When the first egg is laid incubation begins and lasts for about three weeks. This task is, in the main, carried out by the female. Hatching is staggered, and, if times are hard  only the strongest, older chicks will survive . The chicks are born naked , helpless and dependent, on their parents a term for this is altricial from the Latin alticialis from alttrix meaning to nurse  from alere meaning to nourish.

From hatching to leaving the nest takes around 26-31 days. Once the young birds become independent they are instantly recognizable, they have the the same apparent black and white plumage but lack the long tail, giving them a stumpy appearance.

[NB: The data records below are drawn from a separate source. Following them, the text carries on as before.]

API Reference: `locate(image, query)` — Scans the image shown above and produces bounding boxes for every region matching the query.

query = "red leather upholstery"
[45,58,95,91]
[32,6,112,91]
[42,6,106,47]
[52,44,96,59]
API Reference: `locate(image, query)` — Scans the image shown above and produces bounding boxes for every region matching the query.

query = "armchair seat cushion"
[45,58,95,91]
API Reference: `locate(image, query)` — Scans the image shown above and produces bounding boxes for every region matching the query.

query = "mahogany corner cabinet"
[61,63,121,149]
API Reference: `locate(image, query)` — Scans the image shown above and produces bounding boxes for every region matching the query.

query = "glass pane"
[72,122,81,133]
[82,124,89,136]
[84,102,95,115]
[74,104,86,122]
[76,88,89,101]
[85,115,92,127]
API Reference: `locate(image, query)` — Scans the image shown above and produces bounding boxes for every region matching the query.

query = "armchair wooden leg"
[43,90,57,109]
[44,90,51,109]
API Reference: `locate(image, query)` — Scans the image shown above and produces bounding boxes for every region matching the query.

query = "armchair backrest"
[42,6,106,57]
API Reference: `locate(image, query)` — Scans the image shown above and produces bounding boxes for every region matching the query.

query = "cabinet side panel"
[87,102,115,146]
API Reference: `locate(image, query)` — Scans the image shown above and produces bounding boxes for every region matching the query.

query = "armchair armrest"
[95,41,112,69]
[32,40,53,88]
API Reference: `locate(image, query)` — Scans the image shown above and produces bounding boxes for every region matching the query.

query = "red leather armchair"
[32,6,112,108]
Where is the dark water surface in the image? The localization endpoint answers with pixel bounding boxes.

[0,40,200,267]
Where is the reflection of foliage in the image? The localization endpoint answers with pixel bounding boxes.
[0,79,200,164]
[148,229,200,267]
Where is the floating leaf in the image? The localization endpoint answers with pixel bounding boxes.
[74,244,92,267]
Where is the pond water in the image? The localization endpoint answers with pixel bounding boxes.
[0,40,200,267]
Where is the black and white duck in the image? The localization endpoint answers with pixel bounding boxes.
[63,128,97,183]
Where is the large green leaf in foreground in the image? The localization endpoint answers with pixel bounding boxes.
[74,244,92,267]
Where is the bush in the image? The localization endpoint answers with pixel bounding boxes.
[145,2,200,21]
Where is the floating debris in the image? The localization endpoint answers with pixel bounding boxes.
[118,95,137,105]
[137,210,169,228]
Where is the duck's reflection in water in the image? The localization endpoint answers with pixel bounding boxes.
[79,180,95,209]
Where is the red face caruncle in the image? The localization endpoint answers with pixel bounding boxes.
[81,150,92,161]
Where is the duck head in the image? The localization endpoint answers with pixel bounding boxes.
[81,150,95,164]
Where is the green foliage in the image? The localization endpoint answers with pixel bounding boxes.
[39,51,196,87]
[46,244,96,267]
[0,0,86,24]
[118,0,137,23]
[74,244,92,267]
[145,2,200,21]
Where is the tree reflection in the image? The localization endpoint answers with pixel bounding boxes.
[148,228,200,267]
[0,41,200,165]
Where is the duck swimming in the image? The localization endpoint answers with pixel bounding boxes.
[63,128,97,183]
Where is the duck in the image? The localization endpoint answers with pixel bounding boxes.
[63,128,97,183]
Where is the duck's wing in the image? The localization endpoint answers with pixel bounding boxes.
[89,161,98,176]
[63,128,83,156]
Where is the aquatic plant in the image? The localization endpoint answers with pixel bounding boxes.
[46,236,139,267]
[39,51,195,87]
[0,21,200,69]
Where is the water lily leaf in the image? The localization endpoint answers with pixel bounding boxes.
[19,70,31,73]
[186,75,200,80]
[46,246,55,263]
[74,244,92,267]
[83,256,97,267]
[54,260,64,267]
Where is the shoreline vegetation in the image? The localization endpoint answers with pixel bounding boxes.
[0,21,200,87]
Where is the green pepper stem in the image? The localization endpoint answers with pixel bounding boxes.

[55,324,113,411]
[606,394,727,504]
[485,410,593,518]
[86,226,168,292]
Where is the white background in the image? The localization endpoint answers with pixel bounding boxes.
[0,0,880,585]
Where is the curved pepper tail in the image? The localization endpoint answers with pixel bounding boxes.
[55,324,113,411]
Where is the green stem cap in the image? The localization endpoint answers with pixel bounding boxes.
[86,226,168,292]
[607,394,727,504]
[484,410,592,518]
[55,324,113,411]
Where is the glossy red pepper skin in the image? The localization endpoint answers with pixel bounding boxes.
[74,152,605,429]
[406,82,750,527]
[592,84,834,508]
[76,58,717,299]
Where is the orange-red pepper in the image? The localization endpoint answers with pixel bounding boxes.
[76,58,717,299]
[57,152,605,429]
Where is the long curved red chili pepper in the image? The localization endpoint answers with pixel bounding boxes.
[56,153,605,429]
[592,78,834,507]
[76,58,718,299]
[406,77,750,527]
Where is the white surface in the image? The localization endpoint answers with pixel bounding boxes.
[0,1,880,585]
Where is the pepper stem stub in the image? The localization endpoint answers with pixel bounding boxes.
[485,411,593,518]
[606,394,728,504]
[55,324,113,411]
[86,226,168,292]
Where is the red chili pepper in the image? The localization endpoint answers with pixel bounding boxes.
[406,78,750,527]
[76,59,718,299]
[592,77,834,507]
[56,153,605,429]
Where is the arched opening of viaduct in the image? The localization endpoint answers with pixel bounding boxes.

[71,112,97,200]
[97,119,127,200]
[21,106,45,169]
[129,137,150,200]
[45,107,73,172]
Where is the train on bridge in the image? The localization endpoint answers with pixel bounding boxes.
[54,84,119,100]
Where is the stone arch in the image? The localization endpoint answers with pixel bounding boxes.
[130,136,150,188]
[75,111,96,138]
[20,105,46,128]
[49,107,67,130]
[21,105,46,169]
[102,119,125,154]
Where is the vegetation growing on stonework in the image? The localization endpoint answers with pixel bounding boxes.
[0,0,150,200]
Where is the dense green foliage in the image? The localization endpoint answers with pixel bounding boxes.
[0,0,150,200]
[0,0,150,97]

The tail lengthens as the birds mature.

The diet of these omnivorous birds includes vertebrates, invertebrates especially beetles, fruit,seeds, carrion, scraps, in fact if it is edible the birds will eat almost anything.

Magpie trivia------

Magpies are well known for stealing shiny objects as do their smaller cousins the Jackdaw.

When magpies were much less common this country rhyme was popular.

One for sorrow-Two for joy

Three for a girl-Four for the boy.

Five for silver -Six for gold

Seven for a secret never to be told.

There were many variations on rhymes that involved the sightings of magpies. Another variation is-----

One for anger -Two for mirth

Three for a wedding-Four for a birth

Five for rich-Six for poor

Seven for a witch-I can tell you no more.

Pica the Latin name alludes to the magpie but is also used for any pied bird.

The typical life span is 5 years in the wild, however, in captivity they can live a great deal longer than this.

The Gaelic word for the magpie is Pioghad.

BTO Garden Bird Watch Survey  2011 results.

The Garden Bird Watch survey began in 1995 and has run every week since then. In 1995 the magpie was reported from 53.4% of gardens. In 2011 the figure was 53.4% this shows a remarkable consistency.